Winter vegetable casserole
Ingredients:
- 2 onions, each cut into 6 wedges
- 3 carrots, cut into chunks
- 3 celery sticks, cut into chunks
- 400 g (14 oz) sweet potato or swede, cut into chunks
- 1 liter (1¾ pints) hot vegetable stock, preferably home-made
- 2 garlic cloves, finely chopped
- 3 leeks, about 300 g (10½ oz) in total, thickly sliced
- 150 g (5½ oz) pearl barley
- 2 tsp dried sage
- salt and pepper
- 3 tbsp coarsely chopped fresh flat-leaf parsley to garnish
Preparation:
- Preheat the oven to 180ºC (350ºF, gas mark 4).
- Put the onions, carrots, celery and sweet potato or swede in a large flameproof casserole.

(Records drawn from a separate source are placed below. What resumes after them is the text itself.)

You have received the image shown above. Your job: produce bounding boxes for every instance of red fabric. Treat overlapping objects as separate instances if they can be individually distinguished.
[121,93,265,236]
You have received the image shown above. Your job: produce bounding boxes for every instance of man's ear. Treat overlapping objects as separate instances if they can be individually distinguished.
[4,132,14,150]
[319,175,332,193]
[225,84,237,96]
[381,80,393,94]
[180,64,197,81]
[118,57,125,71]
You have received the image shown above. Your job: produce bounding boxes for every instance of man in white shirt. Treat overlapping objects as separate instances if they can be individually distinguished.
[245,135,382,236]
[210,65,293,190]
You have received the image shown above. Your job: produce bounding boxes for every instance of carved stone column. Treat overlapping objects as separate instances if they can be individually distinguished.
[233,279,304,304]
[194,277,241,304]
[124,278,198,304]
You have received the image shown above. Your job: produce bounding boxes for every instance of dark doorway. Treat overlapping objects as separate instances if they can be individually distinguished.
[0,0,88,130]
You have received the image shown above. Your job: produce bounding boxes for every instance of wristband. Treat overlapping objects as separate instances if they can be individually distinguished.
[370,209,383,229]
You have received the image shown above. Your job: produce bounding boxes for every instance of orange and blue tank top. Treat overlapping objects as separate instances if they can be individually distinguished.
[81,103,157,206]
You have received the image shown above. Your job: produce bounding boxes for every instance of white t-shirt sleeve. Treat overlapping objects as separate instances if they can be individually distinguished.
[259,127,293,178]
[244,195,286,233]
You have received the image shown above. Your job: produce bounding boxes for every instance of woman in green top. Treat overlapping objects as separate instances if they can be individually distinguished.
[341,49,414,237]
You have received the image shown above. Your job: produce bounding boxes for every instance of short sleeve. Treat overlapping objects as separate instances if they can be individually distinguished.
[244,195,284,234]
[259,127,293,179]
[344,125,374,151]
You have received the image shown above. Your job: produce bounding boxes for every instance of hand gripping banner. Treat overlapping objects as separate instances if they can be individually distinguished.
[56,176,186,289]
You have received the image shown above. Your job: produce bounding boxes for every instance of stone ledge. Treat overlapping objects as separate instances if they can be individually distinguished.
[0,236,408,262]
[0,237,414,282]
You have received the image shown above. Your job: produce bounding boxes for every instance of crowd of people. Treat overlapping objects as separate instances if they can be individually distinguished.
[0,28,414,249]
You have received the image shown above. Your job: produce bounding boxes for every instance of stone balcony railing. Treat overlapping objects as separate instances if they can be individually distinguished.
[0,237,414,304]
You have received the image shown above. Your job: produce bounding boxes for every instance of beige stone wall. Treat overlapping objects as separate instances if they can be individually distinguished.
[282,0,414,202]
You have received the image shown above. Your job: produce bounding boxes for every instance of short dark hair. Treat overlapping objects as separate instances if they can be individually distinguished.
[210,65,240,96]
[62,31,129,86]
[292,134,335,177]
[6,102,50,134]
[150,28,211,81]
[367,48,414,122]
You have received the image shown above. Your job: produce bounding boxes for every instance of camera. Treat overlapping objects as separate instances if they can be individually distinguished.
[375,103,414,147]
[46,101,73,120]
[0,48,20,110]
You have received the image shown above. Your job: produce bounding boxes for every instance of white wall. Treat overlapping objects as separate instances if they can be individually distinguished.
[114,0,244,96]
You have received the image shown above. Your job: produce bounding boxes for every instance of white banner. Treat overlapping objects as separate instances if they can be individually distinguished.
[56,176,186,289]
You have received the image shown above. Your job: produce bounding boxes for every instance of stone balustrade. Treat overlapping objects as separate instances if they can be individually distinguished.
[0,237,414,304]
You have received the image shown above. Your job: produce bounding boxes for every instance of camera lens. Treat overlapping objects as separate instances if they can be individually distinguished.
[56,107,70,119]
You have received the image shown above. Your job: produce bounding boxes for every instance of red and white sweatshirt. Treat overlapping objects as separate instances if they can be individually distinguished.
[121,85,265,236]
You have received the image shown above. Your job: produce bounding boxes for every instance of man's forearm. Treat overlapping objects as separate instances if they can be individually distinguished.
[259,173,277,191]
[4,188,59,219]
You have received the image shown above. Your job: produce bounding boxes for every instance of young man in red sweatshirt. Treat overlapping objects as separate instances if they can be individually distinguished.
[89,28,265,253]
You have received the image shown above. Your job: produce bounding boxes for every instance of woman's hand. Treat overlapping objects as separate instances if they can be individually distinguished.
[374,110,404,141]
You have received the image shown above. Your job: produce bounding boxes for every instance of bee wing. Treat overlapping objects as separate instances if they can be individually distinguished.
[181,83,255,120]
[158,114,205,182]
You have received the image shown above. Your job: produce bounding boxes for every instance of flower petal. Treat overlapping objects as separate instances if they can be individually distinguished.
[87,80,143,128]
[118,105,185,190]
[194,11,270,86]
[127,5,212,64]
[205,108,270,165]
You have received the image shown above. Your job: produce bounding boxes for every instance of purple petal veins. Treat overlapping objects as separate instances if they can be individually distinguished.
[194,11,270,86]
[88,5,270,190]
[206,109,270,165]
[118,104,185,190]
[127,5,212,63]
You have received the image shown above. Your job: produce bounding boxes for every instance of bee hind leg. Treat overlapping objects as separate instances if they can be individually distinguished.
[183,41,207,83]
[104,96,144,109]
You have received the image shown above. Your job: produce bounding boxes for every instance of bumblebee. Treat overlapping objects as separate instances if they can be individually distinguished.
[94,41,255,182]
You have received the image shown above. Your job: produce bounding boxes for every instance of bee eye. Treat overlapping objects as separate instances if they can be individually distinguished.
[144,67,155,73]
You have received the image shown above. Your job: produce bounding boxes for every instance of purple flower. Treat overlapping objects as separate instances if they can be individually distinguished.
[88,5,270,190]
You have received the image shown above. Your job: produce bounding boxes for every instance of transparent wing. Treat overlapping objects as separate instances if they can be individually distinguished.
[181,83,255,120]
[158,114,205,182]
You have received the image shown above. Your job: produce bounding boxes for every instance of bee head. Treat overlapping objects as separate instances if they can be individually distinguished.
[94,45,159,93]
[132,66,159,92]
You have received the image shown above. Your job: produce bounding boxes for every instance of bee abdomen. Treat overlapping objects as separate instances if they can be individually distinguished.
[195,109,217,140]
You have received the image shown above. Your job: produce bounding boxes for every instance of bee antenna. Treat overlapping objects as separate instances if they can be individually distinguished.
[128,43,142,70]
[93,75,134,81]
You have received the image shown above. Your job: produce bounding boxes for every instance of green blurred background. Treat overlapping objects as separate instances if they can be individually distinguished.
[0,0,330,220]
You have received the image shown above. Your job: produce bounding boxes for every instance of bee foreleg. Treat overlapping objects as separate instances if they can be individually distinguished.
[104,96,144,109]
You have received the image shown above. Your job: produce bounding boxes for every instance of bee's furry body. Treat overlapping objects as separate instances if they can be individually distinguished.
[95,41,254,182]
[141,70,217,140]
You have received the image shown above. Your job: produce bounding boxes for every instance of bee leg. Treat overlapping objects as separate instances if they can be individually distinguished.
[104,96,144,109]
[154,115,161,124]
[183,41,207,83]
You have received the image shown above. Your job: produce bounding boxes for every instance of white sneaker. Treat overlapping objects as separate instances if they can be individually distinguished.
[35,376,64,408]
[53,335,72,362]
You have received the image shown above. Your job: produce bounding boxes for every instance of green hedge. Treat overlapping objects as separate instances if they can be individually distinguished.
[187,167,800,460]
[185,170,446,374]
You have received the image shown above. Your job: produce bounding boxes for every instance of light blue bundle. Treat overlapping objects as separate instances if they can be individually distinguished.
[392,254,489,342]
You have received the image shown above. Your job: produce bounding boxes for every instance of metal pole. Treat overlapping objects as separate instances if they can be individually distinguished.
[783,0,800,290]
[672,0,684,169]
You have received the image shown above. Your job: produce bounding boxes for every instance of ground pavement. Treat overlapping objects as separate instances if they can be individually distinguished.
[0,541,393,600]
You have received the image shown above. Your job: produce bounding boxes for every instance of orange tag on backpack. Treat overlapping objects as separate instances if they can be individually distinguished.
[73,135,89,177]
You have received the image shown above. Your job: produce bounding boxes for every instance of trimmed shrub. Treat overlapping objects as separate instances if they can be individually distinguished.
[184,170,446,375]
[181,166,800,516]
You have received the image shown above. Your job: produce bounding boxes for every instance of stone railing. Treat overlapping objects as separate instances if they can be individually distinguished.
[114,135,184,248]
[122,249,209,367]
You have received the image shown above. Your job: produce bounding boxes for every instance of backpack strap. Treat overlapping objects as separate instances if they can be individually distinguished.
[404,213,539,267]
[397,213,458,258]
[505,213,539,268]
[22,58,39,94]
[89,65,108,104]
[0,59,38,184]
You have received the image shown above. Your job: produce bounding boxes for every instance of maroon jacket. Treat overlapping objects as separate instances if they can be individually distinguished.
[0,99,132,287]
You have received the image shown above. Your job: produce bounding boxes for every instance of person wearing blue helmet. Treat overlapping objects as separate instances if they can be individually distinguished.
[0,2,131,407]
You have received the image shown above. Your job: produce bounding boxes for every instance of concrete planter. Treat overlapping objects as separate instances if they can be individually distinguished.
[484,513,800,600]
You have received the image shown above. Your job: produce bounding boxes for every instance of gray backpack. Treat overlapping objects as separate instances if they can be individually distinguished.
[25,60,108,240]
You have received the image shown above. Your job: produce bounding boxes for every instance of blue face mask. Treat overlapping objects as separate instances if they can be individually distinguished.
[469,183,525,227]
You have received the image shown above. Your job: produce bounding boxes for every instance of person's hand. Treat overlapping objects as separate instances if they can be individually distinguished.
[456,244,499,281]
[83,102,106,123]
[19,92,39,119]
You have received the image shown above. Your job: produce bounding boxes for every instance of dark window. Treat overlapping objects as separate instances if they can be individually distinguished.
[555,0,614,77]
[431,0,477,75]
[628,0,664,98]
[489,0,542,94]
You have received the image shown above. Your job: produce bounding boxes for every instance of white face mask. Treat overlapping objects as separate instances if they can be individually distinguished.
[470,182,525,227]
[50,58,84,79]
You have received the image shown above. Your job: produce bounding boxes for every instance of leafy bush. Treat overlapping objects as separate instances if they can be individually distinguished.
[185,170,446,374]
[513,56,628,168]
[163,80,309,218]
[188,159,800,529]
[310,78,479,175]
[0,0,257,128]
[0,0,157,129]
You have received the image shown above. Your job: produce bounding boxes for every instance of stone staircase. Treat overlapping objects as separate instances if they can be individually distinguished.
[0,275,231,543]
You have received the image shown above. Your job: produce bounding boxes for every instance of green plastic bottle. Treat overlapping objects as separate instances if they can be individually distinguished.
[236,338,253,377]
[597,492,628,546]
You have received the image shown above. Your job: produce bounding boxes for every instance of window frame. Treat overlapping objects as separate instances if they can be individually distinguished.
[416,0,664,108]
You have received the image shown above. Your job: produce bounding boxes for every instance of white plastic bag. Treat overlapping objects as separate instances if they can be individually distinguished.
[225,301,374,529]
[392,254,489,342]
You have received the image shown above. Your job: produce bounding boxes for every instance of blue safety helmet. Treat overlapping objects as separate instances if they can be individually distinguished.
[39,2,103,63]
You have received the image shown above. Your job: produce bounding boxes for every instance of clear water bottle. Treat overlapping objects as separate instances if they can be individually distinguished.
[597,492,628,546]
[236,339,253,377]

- Pour in the stock and bring to the boil.
- Add the garlic, leeks, pearl barley, sage, and seasoning.
- Stir to mix the vegetables together.
- Cover and transfer to the oven to cook for about 1 hour or until the vegetables are just soft, and the barley is tender.
- Sprinkle with the parsley and serve. Thick slices of farmhouse bread are an excellent accompaniment.